Seven Republican senators voted with all 50 Democrats to maintain a $35 monthly cap on the price of insulin in the Democrats’ $700 billion climate, health and tax reconciliation bill.
The measure targeting people not covered by Medicare was ultimately blocked from being included in the Inflation Reduction Act when it fell three votes short of the 60 required to override a ruling from the Parliamentary Senate.
The seven Republican who voted with Democrats were Sens. Bill Cassidy (La.), Susan Collins (Maine), Josh Hawley (Mo.), Cindy Hyde-Smith (Miss.), John Kennedy (La.), Lisa Murkowski (Alaska) and Dan Sullivan (Alaska).

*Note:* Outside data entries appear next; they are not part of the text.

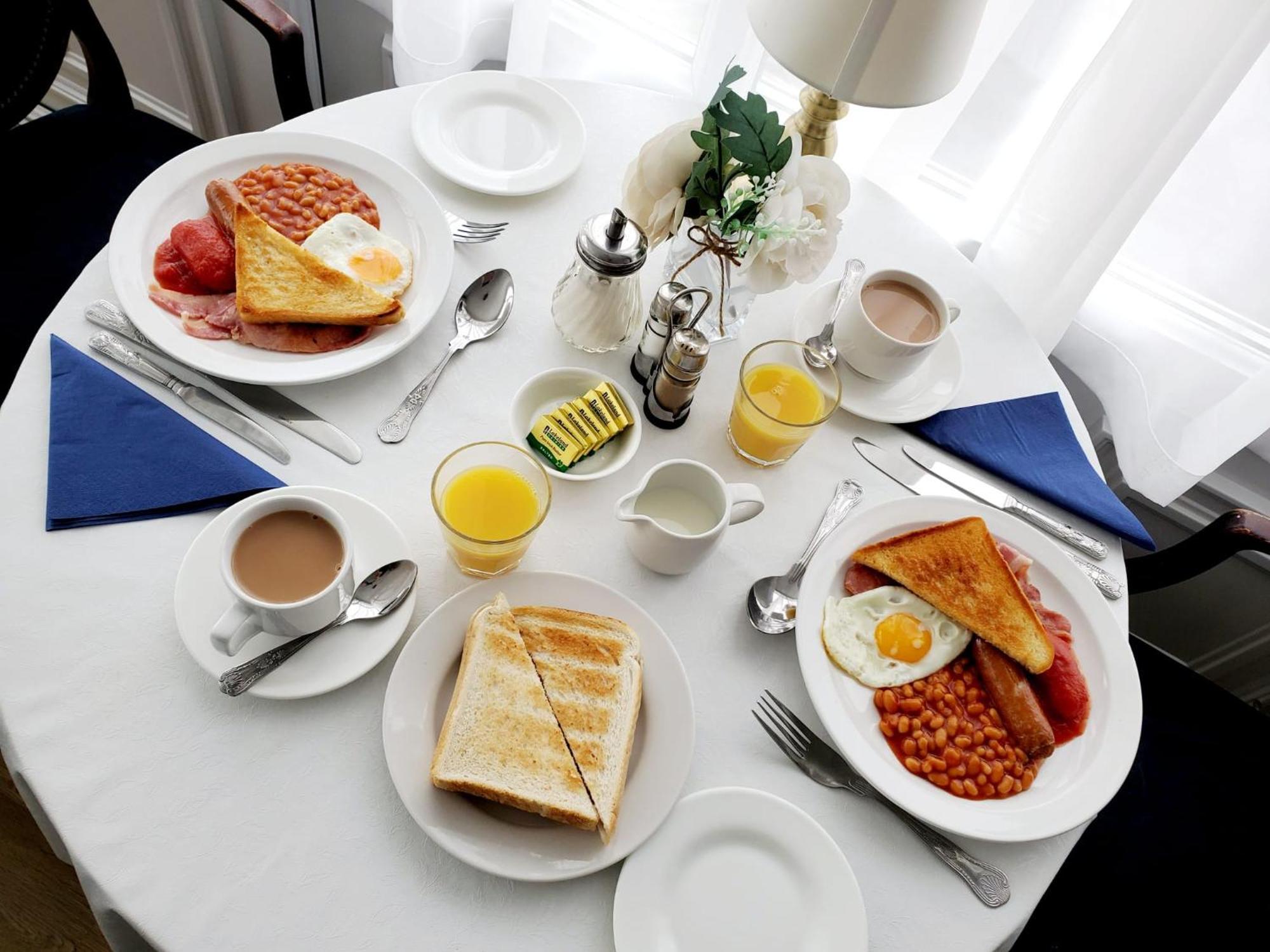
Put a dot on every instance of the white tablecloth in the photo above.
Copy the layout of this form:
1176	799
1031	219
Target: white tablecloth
199	822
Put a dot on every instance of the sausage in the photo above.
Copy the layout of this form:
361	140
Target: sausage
1015	700
223	196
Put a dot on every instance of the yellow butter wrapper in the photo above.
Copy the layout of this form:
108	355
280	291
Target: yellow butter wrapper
556	445
587	433
618	413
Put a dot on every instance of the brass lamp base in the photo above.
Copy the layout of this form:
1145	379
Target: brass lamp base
815	121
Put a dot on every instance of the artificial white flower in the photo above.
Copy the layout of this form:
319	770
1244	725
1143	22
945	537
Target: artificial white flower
653	188
797	230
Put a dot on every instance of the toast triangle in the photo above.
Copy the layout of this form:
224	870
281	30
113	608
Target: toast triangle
501	739
280	282
594	676
958	568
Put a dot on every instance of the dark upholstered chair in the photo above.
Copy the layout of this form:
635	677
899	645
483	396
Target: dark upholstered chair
1178	854
81	164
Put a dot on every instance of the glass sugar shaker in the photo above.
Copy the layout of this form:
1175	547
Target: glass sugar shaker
671	309
598	304
675	379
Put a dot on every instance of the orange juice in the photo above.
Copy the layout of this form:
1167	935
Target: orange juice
777	409
488	513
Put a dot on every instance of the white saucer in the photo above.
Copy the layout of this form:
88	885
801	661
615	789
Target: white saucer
333	661
500	840
915	398
739	870
545	392
498	133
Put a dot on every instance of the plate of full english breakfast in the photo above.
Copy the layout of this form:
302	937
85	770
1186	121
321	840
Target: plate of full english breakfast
968	670
281	258
539	725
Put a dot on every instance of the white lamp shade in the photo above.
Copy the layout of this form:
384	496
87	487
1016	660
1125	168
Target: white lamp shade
872	53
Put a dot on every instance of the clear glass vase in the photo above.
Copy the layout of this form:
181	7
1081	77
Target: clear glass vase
700	257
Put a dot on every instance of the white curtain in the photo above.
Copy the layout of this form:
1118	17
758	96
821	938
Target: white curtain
1090	161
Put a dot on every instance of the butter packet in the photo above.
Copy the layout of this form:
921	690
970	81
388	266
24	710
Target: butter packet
557	446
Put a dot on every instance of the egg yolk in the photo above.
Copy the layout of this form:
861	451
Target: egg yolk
902	637
375	265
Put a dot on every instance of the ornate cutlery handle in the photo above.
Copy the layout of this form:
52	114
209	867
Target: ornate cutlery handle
116	350
236	681
985	880
1059	530
845	499
1108	583
107	315
396	427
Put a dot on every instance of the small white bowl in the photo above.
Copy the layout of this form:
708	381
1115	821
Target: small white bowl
545	392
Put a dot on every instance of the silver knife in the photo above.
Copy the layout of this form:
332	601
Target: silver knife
990	494
924	484
267	400
196	398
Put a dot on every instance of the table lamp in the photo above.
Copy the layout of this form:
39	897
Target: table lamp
887	54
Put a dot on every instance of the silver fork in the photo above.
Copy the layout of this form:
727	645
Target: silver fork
473	233
827	767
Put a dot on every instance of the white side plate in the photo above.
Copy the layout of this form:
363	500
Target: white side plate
498	133
740	870
1073	785
175	192
509	842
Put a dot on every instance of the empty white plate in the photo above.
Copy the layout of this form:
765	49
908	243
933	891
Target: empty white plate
741	870
924	393
498	133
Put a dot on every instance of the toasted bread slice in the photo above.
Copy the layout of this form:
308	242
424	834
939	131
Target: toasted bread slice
501	739
958	568
279	282
594	676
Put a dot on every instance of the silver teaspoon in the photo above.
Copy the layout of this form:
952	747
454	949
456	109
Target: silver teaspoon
482	310
821	351
773	602
379	596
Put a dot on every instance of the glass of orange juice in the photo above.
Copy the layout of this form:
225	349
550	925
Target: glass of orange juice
491	499
782	400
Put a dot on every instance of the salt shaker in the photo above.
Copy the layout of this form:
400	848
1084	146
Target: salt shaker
598	303
671	309
675	379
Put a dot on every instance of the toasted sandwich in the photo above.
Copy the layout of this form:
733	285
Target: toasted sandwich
594	676
501	739
280	282
958	568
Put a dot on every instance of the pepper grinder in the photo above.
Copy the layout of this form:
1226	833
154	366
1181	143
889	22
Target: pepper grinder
675	379
671	309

Many of the seven Republicans who supported the measure have been vocal in their criticism of the reconciliation package broadly — and all of them voted against the bill as a whole.
Democrats won a partial victory when the parliamentarian allowed the $35 insulin cap to apply to Medicare beneficiaries, which could influence prices in the private market.
The Inflation Reduction Act passed the Senate Sunday 51-50, with Vice President Kamala Harris casting the tiebreaker vote.
“While I don’t oppose everything in it, there is no doubt in my mind, based on both substance & process, the Senate should not have passed it,” Murkowski wrote on Twitter after the passage.
Kennedy had proposed his own amendment related to insulin costs, but ended up siding with the Democrats on theirs — though he called his colleagues across the aisle “a special kind of stupid” for the tax increases in the so-called Inflation Reduction Act.
“Democrats’ tax and spending spree will do nothing to decrease inflation, but will raise the tax bill falling on everyday Americans,” Cassidy wrote on Twitter Sunday. “I proudly voted no.”
Hyde-Smith released a statement calling the legislation “a long, forced march toward more economic hardship and more government in our lives.”
The reconciliation bill came out of an agreement between Senate Majority Leader Charles Schumer (DN.Y.) and Sen. Joe Manchin (DW.Va.), and is aimed at investing in domestic energy and lowering prescription drug costs by closing tax loopholes on wealthy individuals and corporations.
The Hill has reached out to the offices of GOP senators who supported the insulin cap for comment.